Chatouilleuse de bonobos

Il faut donner tout son poids au mot «individu»: chaque grand singe a une histoire personnelle, qui le singularise. «Il y a plusieurs récits au sujet de deux individus particuliers, Koko le gorille et Kanzi le bonobo, élevés par des humains et éduqués au langage: d’après les chercheurs et les personnes qui s’en occupaient, ces animaux leur faisaient des blagues… Il faut rester prudents, il s’agit là d’anecdotes dont on n’a pas de traces filmées. Mais je suis persuadée que les grands singes savent parfaitement faire preuve de facultés cognitives telles que l’humour. Le potentiel est là, même s’ils n’ont pas le besoin ou l’opportunité de le développer en milieu naturel. C’est en général l’interaction avec l’humain qui leur permet de développer ces facultés.»

L’orang-outan de la vidéo ne rit pas avec un congénère, mais face à un humain. Existe-t-il d’autres rigolades interespèces? «Un orang-outan qui joue avec un chien ou un chat pourra également rire», avance Emilie Genty. La chercheuse s’applique, elle, à chatouiller des bonobos: un primate chez qui le rire abonde, car il est très joueur. «Dans la plupart de autres espèces, ce sont les enfants qui jouent, ou les parents avec les enfants, alors que les adultes ne jouent pas ensemble. Chez les bonobos, en revanche, tout le monde joue, quel que soit son âge. Ce trait, cohérent avec le fait que les bonobos ont des caractères beaucoup plus juvéniles que les autres grands singes, les rapproche des humains: chez nous, le rire n’est pas réservé à l’enfant, il peut être utilisé de manière plus sociale.»

Plaisir ou stratégie

Mais au fond, pourquoi rit-on? L’observation des grands singes nous donne-t-elle des indications? Il s’agit de désamorcer l’agressivité et de maintenir la confiance, comme on l’évoque ci-dessus. Le rire fait par ailleurs du bien à celui qui rit. «Les chatouilles provoquent la libération d’endorphines, c’est agréable.

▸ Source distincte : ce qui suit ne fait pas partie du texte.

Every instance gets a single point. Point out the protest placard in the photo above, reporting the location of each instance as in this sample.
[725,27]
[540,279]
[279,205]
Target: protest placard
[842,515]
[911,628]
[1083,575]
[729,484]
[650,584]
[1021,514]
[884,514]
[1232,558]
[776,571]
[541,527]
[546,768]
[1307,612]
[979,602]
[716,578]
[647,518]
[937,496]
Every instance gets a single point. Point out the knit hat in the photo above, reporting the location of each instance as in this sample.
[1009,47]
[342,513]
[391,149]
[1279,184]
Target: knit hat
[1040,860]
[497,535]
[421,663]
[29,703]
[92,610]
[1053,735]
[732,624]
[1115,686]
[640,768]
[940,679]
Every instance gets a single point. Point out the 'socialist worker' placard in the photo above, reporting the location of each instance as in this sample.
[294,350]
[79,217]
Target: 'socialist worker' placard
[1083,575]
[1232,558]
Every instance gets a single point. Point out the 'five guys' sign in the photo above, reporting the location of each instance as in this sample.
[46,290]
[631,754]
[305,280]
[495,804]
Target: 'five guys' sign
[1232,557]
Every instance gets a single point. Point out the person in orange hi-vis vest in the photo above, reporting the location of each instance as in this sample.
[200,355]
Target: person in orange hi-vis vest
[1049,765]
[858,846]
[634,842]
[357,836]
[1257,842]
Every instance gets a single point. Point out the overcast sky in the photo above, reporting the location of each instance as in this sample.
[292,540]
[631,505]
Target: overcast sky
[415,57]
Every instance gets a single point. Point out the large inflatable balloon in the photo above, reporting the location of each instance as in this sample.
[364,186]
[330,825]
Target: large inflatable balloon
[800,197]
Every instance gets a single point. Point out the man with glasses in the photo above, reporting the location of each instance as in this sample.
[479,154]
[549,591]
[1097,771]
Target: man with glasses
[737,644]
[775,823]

Ça renforce les liens sociaux entre individus dans un contexte détendu.»

D’autres questionnements sont en cours: «En observant les jeux des bonobos, je voyais qu’il y en avait toujours un des deux qui riait, jamais les deux en même temps. Je me suis demandé si ce rire n’est pas un outil social, mis en œuvre de manière stratégique; un peu comme lorsqu’on se sent obligé, pour ne pas être mal vu, de rire en présence d’un supérieur hiérarchique qui fait une blague. D’un autre côté, il pourrait s’agir plus simplement d’une réaction émotionnelle: c’est celui qui est pourchassé qui rigole. Chez nous, c’est pareil: dans les souvenirs d’enfance, quand on était la personne pourchassée, ça nous stressait un petit peu, donc on rigolait…»

Alors, stratégie sociale ou pas? «L’analyse est en cours, je n’ai pas encore de réponse à cette question…» Depuis les études de la psychologue anglaise Marina Davila-Ross, chercheuse à l’université de Portsmouth, on croit savoir en revanche que le rire humain et celui des grands singes ont la même origine, remontant à notre ancêtre commun, il y a quelque dix millions d’années. Le neuroscientifique états-unien Jaak Panksepp a découvert, lui, que les rats émettent des pouffements ultrasoniques lorsqu’ils jouent entre eux ou lorsque le chercheur les chatouille. L’étude comparée du rire animal est un champ encore jeune. On n’a pas fini de rigoler.